Privatisation of the regulatory function, or the dark side of the digital revolution
Institutional Communication Service
30 March 2020
In recent decades, overwhelmed by the fast-paced and unpredictable changes in technology, the challenges of digital transformation, and the overall shift towards a globalised economy, disoriented national legislators have left much scope for self-regulation, especially in the field of digital law. In fact, today many regulations are increasingly established through codes of conduct of trade associations, general conditions of service providers and Internet platforms, and standards developed by standardisation bodies (ISO, for example). But is the "privatisation” of legislation an irreversible phenomenon? Not for Bertil Cottier, Full professor of Communication Law at USI, who in a recent article observes the first signs of States regaining control.
The digital revolution has disrupted the hierarchical model of the legal order, made of the various normative ‘building blocks’ - constitutional, legislative and regulatory – which fit together harmoniously, replacing it with a fragmented, sometimes chaotic model in which various sources of law get entangled or clash in defiance of all logic. There are two main reasons behind this evolution, according to Prof. Cottier. First, the multiplication of the attribution of legislative powers to lower-ranking administrative entities and, second, the rise of a hybrid regulatory system, resulting from consultation and cooperation between the public and private sectors (administrative contracts) or State validation of private regulations (extension of collective bargaining agreements, approval of self-regulatory instruments, etc.). In other words, we have moved to a model of "regulated self-regulation".
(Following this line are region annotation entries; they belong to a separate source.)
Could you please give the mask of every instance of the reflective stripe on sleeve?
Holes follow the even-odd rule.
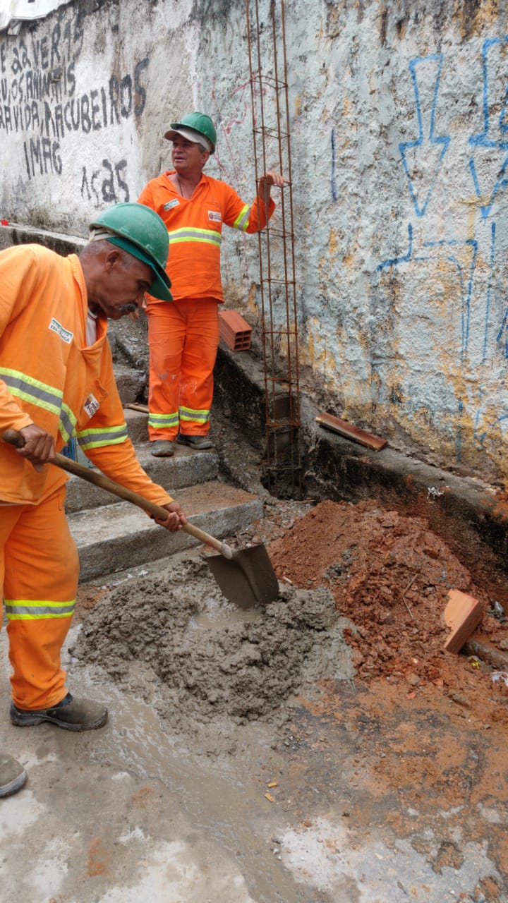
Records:
[[[60,416],[63,392],[9,368],[0,368],[0,379],[4,380],[11,395],[16,398],[22,398],[23,401],[51,411],[52,414],[56,414],[57,417]]]
[[[236,218],[232,228],[240,228],[242,232],[245,232],[247,227],[249,226],[249,218],[250,217],[250,207],[246,204],[242,210],[239,213]]]
[[[104,445],[119,445],[128,439],[127,424],[120,426],[109,426],[108,429],[80,430],[76,433],[80,447],[98,449]]]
The area most affected by this development is digital law, which in many ways has been left open to regulatory initiatives originating from private sector. Over the years the State has taken a step backwards, paving the way to market players (telecommunications companies, Internet platforms, search engines, and even Wikipedia), faced with the need to regulate their activities and those of their users, but who do not hesitate to establish and impose their own agenda. So much so that the general terms and conditions of contracts for the provision of services, company regulations, codes of conduct of professional associations and ISO standards have become the main part of the legal framework governing cyberspace, generating "a cacophony of standards".
The terms and conditions of online service providers, in particular, are at the top of the legal system of cyberspace; this area is dominated by digital giants such as Facebook (over two billion users) and Google (over 90% of the search engine market). The currently growing use of self-regulation is a response to different and often cumulative needs, such disciplining the community of users, preserving the quality of the services provided, establishing (or at least demonstrating sensitivity to) a certain ethics of online communication, not to forget the pursuit of uniform global enforcement regimes, and/or the attempt to prevent undue State interference.
"The transformation of a user community into an extra-State must be, if not opposed, at least firmly channelled", says Cottier. "Today national governments, in Switzerland for example, are regaining legislative control in some areas but, ironically, instead of resolute intervention through hard law, they are acknowledging soft law texts and embedding them into hard laws. Usually, soft law is supposed to complete hard law principles, now it is the opposite, but still it is an encouraging sign: the State is back!" explains Prof. Cottier.